Photo by Anthony DELANOIX on Unsplash

Data Engineers are More than Data Plumbers — Make Them Superstars

The Super Bowl ended two months ago, which means we’re in the midst of NFL Free Agency, the annual shuffle of professional football players hopeful for bigger bucks in greener pastures.

By contrast in the corporate world, the employee shuffle never stops. But since the pandemic, it’s taken on a different flavor. Workers, especially in the tech industry, are harder to find than ever, due to the “Great Resignation”.

This goes double in booming fields such as data engineering. Driven by the shift to remote work, companies have accelerated their efforts to become data-driven enterprises. Once viewed as mere data plumbers, data engineers are now properly valued as the linchpins of any business’s drive to digitize and infuse their operations with data.

Data Engineers > Data Scientists

Data engineers have replaced data scientists as the fastest-growing, well-paying, and, um, sexiest tech job today.

Considering the hype behind data science even five years ago, this is an incredible flip.
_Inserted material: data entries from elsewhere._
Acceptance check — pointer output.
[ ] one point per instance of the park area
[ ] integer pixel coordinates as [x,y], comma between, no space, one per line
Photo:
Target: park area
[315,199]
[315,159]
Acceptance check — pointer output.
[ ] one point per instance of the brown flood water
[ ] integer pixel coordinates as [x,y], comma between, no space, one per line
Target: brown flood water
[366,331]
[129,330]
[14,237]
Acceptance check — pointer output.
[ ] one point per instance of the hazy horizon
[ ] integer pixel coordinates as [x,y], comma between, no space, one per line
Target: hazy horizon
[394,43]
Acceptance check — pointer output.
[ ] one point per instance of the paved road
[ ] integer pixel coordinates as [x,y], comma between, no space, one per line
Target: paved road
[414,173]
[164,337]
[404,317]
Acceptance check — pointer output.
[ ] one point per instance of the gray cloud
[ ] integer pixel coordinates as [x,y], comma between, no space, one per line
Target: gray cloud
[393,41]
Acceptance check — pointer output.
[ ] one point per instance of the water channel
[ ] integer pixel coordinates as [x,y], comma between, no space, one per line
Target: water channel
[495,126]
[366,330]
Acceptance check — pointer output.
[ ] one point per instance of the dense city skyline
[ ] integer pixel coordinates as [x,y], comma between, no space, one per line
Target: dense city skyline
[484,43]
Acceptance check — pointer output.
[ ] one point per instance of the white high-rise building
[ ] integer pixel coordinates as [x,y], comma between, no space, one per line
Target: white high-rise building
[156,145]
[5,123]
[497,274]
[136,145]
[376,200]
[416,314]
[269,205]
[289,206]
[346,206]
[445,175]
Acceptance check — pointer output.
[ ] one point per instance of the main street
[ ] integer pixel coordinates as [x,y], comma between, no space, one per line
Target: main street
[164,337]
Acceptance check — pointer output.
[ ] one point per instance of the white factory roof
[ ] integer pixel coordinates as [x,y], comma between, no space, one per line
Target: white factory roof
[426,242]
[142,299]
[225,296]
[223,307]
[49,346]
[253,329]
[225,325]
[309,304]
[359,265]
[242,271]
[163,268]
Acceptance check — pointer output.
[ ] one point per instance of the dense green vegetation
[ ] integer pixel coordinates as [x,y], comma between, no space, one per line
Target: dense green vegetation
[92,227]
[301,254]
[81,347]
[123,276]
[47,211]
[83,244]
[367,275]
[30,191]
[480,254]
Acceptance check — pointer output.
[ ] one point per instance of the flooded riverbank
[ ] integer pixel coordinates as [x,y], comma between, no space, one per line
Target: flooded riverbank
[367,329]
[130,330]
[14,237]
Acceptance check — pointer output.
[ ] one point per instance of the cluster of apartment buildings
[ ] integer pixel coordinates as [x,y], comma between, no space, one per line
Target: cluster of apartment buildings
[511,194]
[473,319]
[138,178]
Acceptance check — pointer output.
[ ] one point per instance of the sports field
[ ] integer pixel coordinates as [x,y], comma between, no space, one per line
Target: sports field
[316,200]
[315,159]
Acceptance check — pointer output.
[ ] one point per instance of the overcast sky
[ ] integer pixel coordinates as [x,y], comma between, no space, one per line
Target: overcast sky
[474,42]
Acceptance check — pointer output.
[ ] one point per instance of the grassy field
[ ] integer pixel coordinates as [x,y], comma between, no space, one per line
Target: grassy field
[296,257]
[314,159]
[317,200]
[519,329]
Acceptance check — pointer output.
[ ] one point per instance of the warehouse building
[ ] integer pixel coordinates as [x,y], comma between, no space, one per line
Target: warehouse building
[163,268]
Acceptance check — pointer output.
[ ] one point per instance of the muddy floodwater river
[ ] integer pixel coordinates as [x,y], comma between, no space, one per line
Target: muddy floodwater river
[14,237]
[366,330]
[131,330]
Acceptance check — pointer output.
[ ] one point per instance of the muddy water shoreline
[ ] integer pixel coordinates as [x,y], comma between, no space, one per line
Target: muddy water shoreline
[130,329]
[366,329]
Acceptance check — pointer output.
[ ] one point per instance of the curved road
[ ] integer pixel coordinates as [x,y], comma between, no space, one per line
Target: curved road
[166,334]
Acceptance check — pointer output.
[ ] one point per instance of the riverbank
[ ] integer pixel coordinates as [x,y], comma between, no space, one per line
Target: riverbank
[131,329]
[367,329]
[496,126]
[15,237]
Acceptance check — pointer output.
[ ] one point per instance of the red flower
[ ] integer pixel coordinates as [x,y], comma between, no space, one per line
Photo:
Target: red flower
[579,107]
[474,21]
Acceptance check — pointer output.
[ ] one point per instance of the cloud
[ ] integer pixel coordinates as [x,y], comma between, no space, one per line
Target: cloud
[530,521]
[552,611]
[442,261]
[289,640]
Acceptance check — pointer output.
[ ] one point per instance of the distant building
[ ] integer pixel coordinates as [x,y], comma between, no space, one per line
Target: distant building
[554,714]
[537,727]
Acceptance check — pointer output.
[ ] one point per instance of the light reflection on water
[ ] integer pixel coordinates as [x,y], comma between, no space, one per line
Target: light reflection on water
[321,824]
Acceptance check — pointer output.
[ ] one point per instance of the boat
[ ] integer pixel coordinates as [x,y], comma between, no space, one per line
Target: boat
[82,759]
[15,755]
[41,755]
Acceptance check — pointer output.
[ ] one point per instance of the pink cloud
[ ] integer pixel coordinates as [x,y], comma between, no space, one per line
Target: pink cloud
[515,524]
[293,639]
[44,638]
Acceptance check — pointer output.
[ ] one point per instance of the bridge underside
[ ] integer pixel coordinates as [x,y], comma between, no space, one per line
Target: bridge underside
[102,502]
It would be like an offensive tackle suddenly garnering more attention and higher salary offers than a strutting wide receiver or the lantern-jawed quarterback. That may never happen in NFL free agency, but it has happened in the area of data ops hiring.

CEOs are finally recognizing that before there can be any fancy AI or ML applications, beautifully-rendered forecasts, or data-driven workflows, you first need someone to find, clean, and merge the data, build the data pipelines, and then monitor that the data remains reliable and flowing.

As one data engineer put it: “Many people realized that before doing fancy Machine learning stuff, you need to be mature on your data = you need data engineers.”

Credit: Nicholas Leong, from his Medium blog, “Should you become a data engineer in 2021?”

Joe DosSantos, chief data and analytics officer at data analytics software company Qlik, told Fortune magazine recently that for every data scientist at Qlik, there are two data engineers. Others are putting the ratio closer to 4:1 or 5:1 in favor of data engineers.

“I had a team filled with data scientists and started shifting to more data engineers. The data engineering team works far better and solves real world problems far faster,” echoed a user on Quora who claimed to be a manager at a large management consulting firm. “You need data engineers, more than data scientists, to enable the data pipelines and integrated data structures.”

Incredibly Competitive Hiring

Alas, the field of data engineering is so new and, until recently, had such bad PR (see “data plumbers”) that the pool of data engineers is tiny.

“There is a talent crunch everywhere,” according to Daniel Rojas Ugalde, an AI manager with Ernst & Young, who recently wrote a blog post on Medium entitled Why can’t we find enough data engineers? “I’ve been doing 5–10 interviews weekly. No stone is being left unturned. We even expanded our search from 1 to 6 countries. We still can’t find enough.”

“The number of job ads for data engineers is crazy,” confirmed a data engineer who recently interviewed with eight hiring companies in one month. He ended up getting three offers, all offering different levels of remote work.

So if you are like 99 percent of data operations managers out there today, your situation is:

  1. Your company has major plans to transform your data infrastructure
  2. But you lack the modern data tools to streamline this transformation
  3. Also, you need more data engineers to help execute these plans
  4. However, competition is fierce for not just good data engineers, but any data engineers

How can you solve points 2–4, in order to accomplish your overarching goal number one? Surprisingly, one good way is by ensuring that your data operations and engineering team is equipped with a modern multidimensional data observability platform.

Data observability is increasingly being recognized as the all-in-one tool chest of choice for data engineers. According to Ben Rogojan, aka SeattleDataGuy, the day-to-day worklife of a data engineer involves building and maintaining data pipelines, ensuring data is cleansed, governed, and of high quality, optimizing and maintaining high query performance, and monitoring and maintaining the overall data infrastructure. These are all tasks that can be radically simplified by a unified data observability platform that provides visibility and control at every layer of your data infrastructure, in every repository and pipeline, no matter how far-flung and distributed.

Good, Ambitious Workers Expect Good Tools

Since the field is so young, the data engineers you’ll be interviewing and hiring will by and large be in their 20s and 30s. Some will be freshly-graduated data engineers. Others will be data scientists recognizing that the once rarefied skills of tuning ML models and feature engineering have become commodified and automated by pre-built cloud applications.

As a veteran data scientist wrote on Quora: “The race now is actually to remove all the math to the point where even a marketing guy can just click a few boxes and get back [ML] test results from Microsoft Azure, Google Cloud or Amazon AWS.”

Still other data scientists-turned-data-engineers recognize that “80 percent of data science is data cleaning.” They are going to where the business needs are.

Whatever their route to the field, one thing is for sure: they want the best tools.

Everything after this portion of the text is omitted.